Infrastructure as Code - Terraform
Terraform manages cloud infrastructure - AWS/GCP resources, DNS records in Cloudflare, K8s clusters. The key principle: if I can click it in a console, I can describe it in HCL.
State management
Remote state in S3 with a DynamoDB lock. Each team at movecloser has a separate workspace. For personal projects - Terraform Cloud on the free plan, because maintaining your own state backend for three projects is overkill.
# Typical workflow
terraform plan -out=tfplan
# review the plan
terraform apply tfplan
Modularization
Custom modules for repeatable patterns - a VPC with a predefined topology, an EKS cluster with sensible defaults, an S3 bucket with retention policies. Modules versioned in a separate repo, referenced by git tags.
CI/CD - GitHub Actions
After experimenting with GitLab CI, Jenkins, and CircleCI - GitHub Actions won through integration with the ecosystem I already live in. Repos on GitHub, code review in PRs, workflows alongside the code.
Patterns that work
- Reusable workflows - shared pipelines (build → test → deploy) as separate workflows, called from project repositories. A change in one place propagates everywhere.
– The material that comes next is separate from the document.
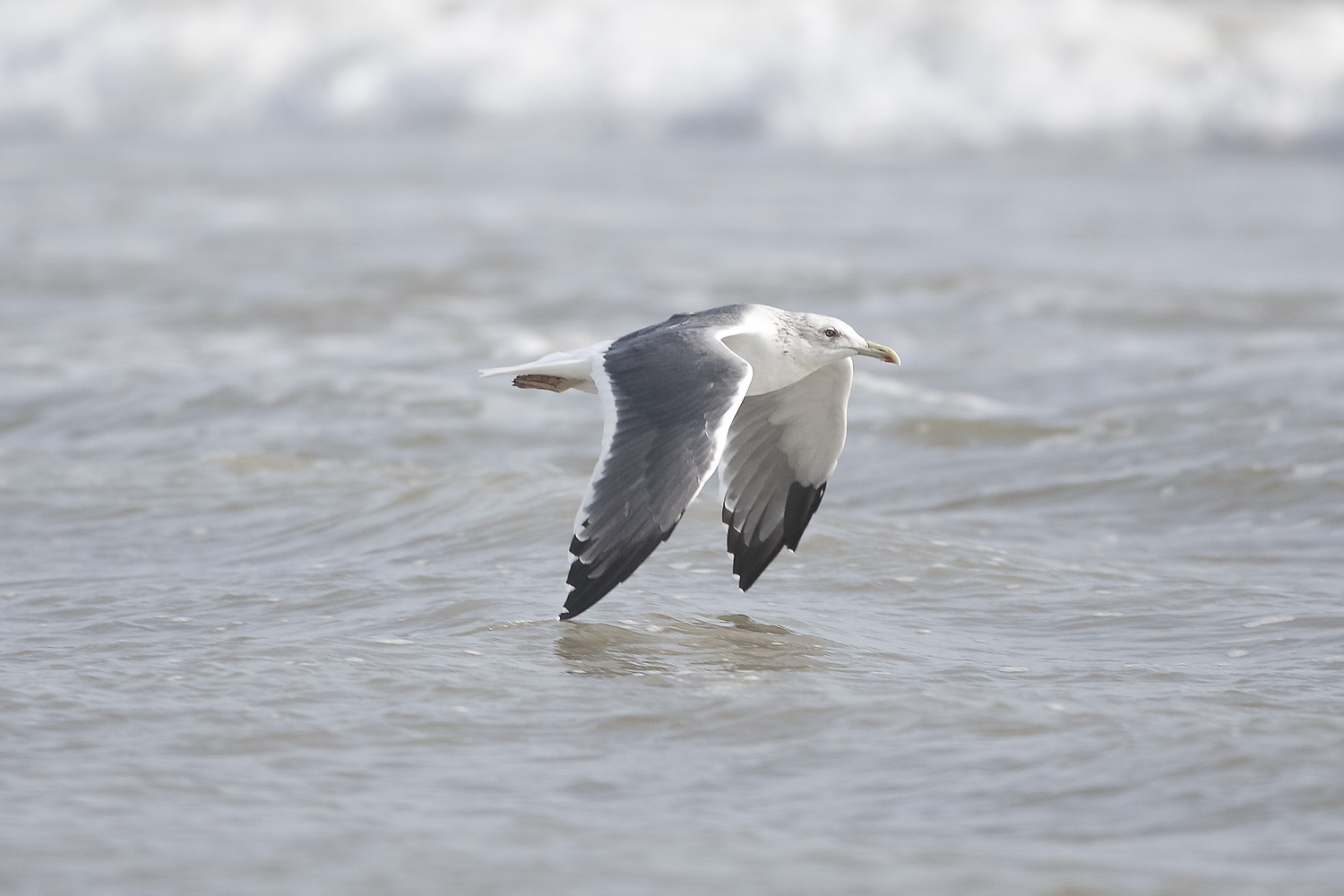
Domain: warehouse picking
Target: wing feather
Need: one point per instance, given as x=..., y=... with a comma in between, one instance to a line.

- Environment protection rules - production deploys require approval. Automatic deploy to staging on every merge to main.
- Cache aggressively - Docker layer cache, dependency cache, build artifacts. The difference between 12 minutes and 3 minutes per pipeline.
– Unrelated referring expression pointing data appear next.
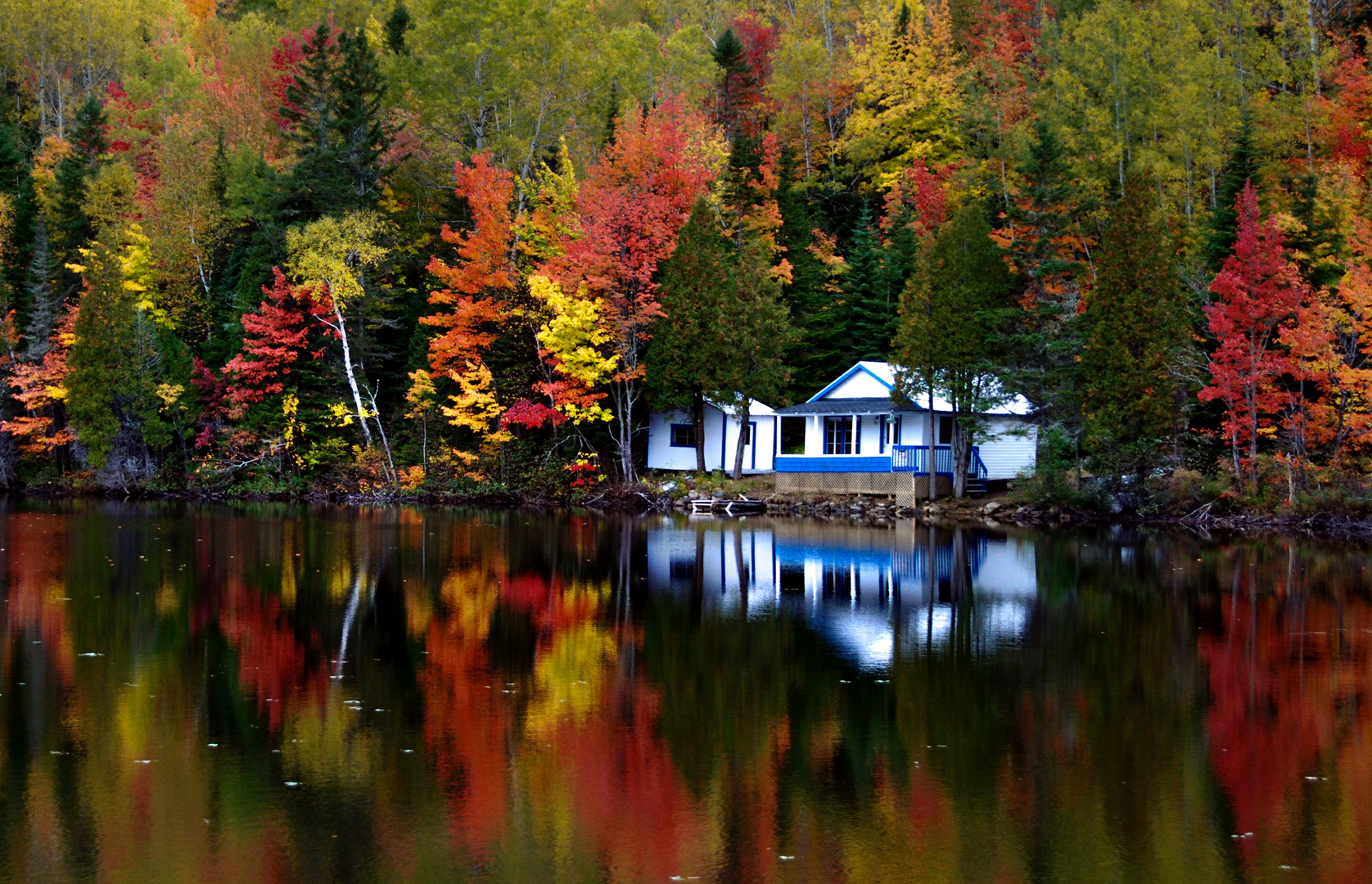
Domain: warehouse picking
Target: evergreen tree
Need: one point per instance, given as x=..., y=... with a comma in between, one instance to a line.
x=397, y=24
x=1043, y=344
x=336, y=127
x=361, y=129
x=43, y=294
x=818, y=353
x=870, y=294
x=115, y=361
x=70, y=228
x=756, y=332
x=1239, y=169
x=1136, y=322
# Workflow fragment with caching
- uses: actions/cache@v4
with:
path: ~/.npm
key: ${{ runner.os }}-npm-${{ hashFiles('**/package-lock.json') }}
restore-keys: ${{ runner.os }}-npm-
Edge and CDN - Cloudflare
Cloudflare is my default edge solution - DNS, CDN, WAF, Tunnel, Workers. This site (szymongwozdz.pl) is served statically from Cloudflare Pages - zero servers to maintain, automatic deploys from GitHub, SSL with no configuration.
Cloudflare Tunnel
For services that need public access but run on a private server - Tunnel instead of opening ports. Donata, my self-hosted donation system for streamers, works exactly like this: Docker Compose on a VPS, Cloudflare Tunnel as the only entry point. No public IPs, no open ports, no stress-testing the firewall.
Workers and KV
Lightweight edge functions - redirects, A/B testing, token validation. For the Flightcore Studios website I use Workers to handle contact forms without a backend server.
What has changed in recent years
- Dropped Ansible in favor of containerization. Server configuration is now a Dockerfile + compose, not a playbook with a hundred tasks.
- Less AWS, more Cloudflare - for personal projects. AWS is a powerful tool, but the pricing model requires a dedicated accountant.
- Simplified monitoring - from Prometheus + Grafana + AlertManager to uptime-kuma + logs to stdout. For small projects a full observability stack is overhead that doesn’t pay off.
- PostgreSQL as the default database - after years of experimenting with MongoDB, Redis as a primary store, SQLite - PostgreSQL solves 95% of problems and doesn’t surprise you.
Summary
My stack in 2026 is: Docker for packaging, Kubernetes for orchestration (where it makes sense), Terraform for infrastructure management, GitHub Actions for CI/CD, Cloudflare at the edge. It’s not perfect, but it’s battle-tested - I’ve used each of these tools daily for at least two years.
The most important lesson? A good stack is one you know well enough to debug at 3 AM. Not the one with the most stars on GitHub.